Mega-corporations like Meta and Google stand in the opposite end of the spectrum, collecting user data and hyper-regulating their spaces, controlling what people see and don't see, giving rise to plexiglass echo chambers with walls so clear many of us don't even realise that they are there.


There are a lot of arguments against NFTs as a detriment to the environment and a cause for climate change.

The high energy use by Proof-of-Work (PoW) blockchains has been a cause for concern for years now, even before NFTs entered the scene.
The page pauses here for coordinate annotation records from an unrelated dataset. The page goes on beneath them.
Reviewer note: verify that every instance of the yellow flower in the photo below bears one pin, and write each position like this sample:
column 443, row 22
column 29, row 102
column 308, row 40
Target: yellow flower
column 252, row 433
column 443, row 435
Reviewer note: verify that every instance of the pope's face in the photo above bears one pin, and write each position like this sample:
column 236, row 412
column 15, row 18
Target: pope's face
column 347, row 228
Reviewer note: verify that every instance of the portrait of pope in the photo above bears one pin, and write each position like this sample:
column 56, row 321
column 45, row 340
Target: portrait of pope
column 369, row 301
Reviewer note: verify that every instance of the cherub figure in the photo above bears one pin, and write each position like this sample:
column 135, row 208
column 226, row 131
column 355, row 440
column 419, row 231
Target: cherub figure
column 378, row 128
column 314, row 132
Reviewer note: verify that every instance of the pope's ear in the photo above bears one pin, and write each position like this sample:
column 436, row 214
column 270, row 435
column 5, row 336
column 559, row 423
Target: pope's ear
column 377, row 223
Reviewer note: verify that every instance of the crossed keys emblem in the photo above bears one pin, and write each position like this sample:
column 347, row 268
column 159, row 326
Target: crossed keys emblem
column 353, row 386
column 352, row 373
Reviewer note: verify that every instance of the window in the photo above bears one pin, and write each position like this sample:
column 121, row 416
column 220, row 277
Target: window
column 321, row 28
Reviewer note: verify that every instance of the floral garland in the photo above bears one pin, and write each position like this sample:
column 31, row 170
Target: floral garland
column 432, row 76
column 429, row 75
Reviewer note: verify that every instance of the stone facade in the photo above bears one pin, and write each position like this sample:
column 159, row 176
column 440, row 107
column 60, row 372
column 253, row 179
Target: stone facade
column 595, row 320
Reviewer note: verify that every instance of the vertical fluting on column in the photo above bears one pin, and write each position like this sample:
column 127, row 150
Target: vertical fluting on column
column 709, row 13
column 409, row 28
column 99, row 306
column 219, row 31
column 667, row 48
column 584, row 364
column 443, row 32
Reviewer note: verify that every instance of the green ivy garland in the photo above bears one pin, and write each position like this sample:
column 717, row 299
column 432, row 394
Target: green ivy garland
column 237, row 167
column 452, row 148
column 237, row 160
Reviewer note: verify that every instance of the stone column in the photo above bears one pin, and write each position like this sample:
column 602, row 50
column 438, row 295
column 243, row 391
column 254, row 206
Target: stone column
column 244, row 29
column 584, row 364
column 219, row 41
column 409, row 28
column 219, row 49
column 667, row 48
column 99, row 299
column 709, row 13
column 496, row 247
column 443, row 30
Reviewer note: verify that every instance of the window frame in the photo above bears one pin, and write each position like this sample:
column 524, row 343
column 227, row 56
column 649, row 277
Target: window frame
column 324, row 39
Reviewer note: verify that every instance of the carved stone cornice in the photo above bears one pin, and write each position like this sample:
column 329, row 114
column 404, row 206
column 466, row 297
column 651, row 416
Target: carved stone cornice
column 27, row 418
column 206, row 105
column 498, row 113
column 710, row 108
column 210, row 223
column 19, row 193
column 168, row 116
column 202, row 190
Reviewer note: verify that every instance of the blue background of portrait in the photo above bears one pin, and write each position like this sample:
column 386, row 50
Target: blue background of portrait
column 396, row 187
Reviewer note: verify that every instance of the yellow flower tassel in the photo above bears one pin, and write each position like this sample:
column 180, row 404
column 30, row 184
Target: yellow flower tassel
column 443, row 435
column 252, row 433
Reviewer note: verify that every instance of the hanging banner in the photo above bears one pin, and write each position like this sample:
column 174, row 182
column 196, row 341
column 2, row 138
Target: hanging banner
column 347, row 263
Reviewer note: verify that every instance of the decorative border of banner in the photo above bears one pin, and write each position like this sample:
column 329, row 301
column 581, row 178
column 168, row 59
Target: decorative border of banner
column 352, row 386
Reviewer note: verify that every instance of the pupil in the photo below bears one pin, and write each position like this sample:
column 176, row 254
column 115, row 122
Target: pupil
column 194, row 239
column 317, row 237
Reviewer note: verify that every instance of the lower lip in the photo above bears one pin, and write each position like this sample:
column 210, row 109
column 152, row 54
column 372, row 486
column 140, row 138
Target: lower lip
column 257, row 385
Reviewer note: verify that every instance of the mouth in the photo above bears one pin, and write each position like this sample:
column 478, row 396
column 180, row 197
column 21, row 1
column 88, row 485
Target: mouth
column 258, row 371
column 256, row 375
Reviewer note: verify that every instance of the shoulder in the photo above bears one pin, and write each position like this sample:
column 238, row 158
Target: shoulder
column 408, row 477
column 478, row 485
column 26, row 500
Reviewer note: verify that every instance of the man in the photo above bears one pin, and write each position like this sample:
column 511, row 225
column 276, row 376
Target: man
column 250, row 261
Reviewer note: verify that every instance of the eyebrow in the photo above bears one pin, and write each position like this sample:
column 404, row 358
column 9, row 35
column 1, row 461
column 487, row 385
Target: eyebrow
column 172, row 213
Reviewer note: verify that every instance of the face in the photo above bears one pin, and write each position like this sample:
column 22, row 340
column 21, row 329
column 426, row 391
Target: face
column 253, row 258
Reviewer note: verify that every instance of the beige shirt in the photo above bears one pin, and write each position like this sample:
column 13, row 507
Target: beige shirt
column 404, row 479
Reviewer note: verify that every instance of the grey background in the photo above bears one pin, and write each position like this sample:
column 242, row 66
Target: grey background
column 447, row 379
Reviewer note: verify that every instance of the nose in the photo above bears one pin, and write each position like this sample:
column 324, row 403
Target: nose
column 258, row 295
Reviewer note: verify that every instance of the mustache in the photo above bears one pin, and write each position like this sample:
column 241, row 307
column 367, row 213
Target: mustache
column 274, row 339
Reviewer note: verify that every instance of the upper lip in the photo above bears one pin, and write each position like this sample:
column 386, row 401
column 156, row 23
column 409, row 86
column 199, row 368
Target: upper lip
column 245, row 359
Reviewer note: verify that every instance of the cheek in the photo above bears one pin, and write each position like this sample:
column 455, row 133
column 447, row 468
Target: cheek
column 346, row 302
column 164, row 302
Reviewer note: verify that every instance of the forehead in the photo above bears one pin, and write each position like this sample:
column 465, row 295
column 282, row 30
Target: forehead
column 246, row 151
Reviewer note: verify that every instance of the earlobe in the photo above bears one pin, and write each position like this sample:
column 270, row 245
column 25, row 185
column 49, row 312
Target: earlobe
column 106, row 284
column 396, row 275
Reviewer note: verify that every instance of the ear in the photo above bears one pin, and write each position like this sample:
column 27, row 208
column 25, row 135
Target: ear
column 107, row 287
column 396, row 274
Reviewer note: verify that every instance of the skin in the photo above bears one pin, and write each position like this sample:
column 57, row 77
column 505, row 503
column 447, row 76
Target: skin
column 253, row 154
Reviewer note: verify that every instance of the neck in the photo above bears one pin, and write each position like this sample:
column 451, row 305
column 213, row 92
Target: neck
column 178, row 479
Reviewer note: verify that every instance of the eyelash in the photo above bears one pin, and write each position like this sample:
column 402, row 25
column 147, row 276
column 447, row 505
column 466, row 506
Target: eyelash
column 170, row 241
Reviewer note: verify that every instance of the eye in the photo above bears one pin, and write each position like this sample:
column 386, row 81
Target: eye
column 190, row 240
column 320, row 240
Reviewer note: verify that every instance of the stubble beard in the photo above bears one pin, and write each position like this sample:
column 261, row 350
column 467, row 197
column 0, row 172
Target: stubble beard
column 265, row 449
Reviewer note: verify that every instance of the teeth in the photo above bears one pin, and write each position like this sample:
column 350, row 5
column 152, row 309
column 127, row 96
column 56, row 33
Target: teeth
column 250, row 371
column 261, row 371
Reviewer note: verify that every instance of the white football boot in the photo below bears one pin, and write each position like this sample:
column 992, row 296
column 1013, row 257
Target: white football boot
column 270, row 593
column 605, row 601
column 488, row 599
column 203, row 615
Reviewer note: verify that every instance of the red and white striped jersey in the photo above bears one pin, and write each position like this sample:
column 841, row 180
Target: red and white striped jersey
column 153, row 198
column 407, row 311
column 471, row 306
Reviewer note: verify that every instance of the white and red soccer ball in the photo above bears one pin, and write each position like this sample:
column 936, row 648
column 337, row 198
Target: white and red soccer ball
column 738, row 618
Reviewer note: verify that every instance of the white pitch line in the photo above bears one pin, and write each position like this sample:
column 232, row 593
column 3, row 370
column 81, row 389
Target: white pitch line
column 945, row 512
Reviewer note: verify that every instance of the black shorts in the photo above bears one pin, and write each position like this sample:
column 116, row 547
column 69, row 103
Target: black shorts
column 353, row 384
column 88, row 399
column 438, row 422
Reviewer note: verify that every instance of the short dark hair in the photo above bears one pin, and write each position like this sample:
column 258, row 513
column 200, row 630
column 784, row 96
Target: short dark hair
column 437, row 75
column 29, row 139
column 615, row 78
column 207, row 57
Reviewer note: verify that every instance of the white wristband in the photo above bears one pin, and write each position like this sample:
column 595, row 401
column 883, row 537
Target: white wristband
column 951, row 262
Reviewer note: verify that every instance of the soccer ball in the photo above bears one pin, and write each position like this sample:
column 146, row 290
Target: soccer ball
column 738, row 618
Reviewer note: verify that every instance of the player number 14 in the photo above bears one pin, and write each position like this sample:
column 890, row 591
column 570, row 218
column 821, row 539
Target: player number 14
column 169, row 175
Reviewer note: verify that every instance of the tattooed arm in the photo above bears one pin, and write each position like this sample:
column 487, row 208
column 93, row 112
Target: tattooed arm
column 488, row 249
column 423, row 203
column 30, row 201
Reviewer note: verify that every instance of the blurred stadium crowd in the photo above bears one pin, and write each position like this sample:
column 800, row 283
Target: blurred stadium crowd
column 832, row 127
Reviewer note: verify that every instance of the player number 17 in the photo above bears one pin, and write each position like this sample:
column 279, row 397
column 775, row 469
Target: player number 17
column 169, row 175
From Bitcoin to Ethereum, PoW blockchains consume as much energy as entire nations in a year.

In future articles on this blog I will write more about how this energy use is calculated, what is being done about it and how the energy conversation is shaping the future of NFTs.

The one thing I will mention here on this topic is that the conversation is largely imbalanced due to an imposed correlation between energy use and pollution. While our current circumstances reveal that we still largely rely on fossil fuels for electrical energy in the world, the push for renewable energy is the conversation we should be having. It's very easy to blame those who use energy and too much work for the average person to follow the trail back to those who make the decisions as to how energy is produced and managed.

Climate change is indeed serious. There is a world beyond the concrete jungle dying every day. Rivers polluted with toxic waste, trees being felled in mass deforestation, oceans rife with plastic debris are among the contributing causes.

The consumption of fuel to produce electrical energy will always come at a cost to our environment either in thermal or chemical emissions. Any device connected to the grid will consume energy produced by a fuel baseload. Renewables help to offset this reliance and help us transition more easily with minimal disruption to the grid.

When we can reach a point where energy production is from mostly renewable energy is not up to the cryptosphere but instead, up to the governments who decide what goes into our power plants.


The truly new and disruptive innovations in technology are always met with strong resistance and opposition by those who are complacent with a technology that they are familiar with and would prefer not to have replaced. After all, many people do believe that if it ain't broke, don't fix it.

NFTs are currently straddling the thin line between make or break. Some believe that in the tech should be rejected at all costs while some still want to hang onto the hope that it can one day, after it stabilises and presents the full force of its utility to the world, be able to thrive.


There are believers, there are cynics, there are haters. Then there's me.

My name is Daniel Anthony. I have been a blockchain enthusiast for almost a decade, delving into the many quirks of Bitcoin since its inception. NFTs are a headache and a wedge so big it breaks families and communities apart like never before.

My passion for web3 and all things blockchain and my heartbreak with the widespread abuse of this technology brings me here today, to this melting pot of optimism and frustration, excitement and anger, anticipation and disillusionment.

Today as I publish this, I am turning 30 years old and starting a new chapter in my life. I decided to take a stand - and to be the change I want to see.

This blog is my story. Thank you for reading. Hope to see you around.